By Komson Silapachai

This week will see the first Federal Open Market Committee (FOMC) policy decision of the year. As usual, Fed Chair Jerome Powell is likely to toe the line between concern about above-trend inflation and preserving economic growth, but the major question is will he push back against the recent easing in financial conditions? Or will he weigh his comments more heavily around concerns of a labor slowdown?

The last FOMC meeting in December solidified the Fed pivot, indicating several rate cuts for this year and revealing an economic forecast that was a “Goldilocks” scenario: good-enough economic growth, falling inflation, and the intention to ease policy into those conditions. In response, financial assets staged a rally across equities and fixed income.

The picture is a mirror image of the tightening of financial conditions given the bond selloff that happened in the third quarter. Financial conditions are a collection of asset prices and interest rates that have the potential to affect the real economy, and are typically comprised of money market rates, bond yields, credit, and equity prices.
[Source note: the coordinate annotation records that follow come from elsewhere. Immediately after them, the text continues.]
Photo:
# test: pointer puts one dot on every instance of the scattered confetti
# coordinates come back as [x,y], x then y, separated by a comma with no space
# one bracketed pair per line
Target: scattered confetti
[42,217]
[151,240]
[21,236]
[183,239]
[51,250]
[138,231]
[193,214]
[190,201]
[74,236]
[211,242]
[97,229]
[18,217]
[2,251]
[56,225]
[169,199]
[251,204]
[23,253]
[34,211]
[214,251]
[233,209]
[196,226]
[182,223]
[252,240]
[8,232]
Here is the performance of the most common market-based components of financial conditions since the December FOMC decision:

The Change in Financial Conditions Indicators Since the December FOMC Meeting

Assets and Change

Source: Bloomberg, Sage as of 1/26/2024

The biggest beneficiary of the Fed pivot has been short-term interest rates, particularly real yields. As real yields should represent the expectation of future Fed policy rates, it makes sense that 2-year real-yields have rallied by 64 basis points in a little over a month. Corporate bond sectors continue to grind tighter, with the spread on investment grade corporate bonds now standing at 93 basis points over treasuries, which we believe provides very little room for error over the next 12 months.

How has economic data evolved since the last meeting?

  • The latest GDP print capped off a solid year for US economic growth, with GDP up 3.3% for the fourth quarter (versus 2.0% expected) and 3.1% for the year.
  • Nonfarm payrolls grew by 216k jobs in December while the unemployment rate stayed put at 3.7%, lower than consensus expectations. To add uncertainty to the labor outlook, there was a 71k downward revision for jobs in prior months, as well as a decline in temporary hiring for the eleventh straight month. Job openings also continued to decrease.
  • Inflation was also a mixed bag: CPI came in above expectations for December, growing at a 3.4% rate (versus 3.2% expected), and up 3.9% excluding food and energy, which is well above the FOMC’s target. However, producer prices rose by much less than expected.

All in all, data continues to paint a mixed picture for the economy, and conditions haven’t changed enough to throw the FOMC off its policy path, so there is no expectation of a shift in policy during the meeting this week; however, investors will be watching closely for any signaling around the possibility of a March cut.

Given the dovish message by the FOMC in December, as well as concerns around financial stability, we believe the Fed stays the course with a focus on preserving the labor markets and remaining on track to cut rates at some point in the first half of this year if inflation continues to trend lower. However, much of these expectations have been reflected in market pricing, which informs our caution in taking on substantial credit risk right now.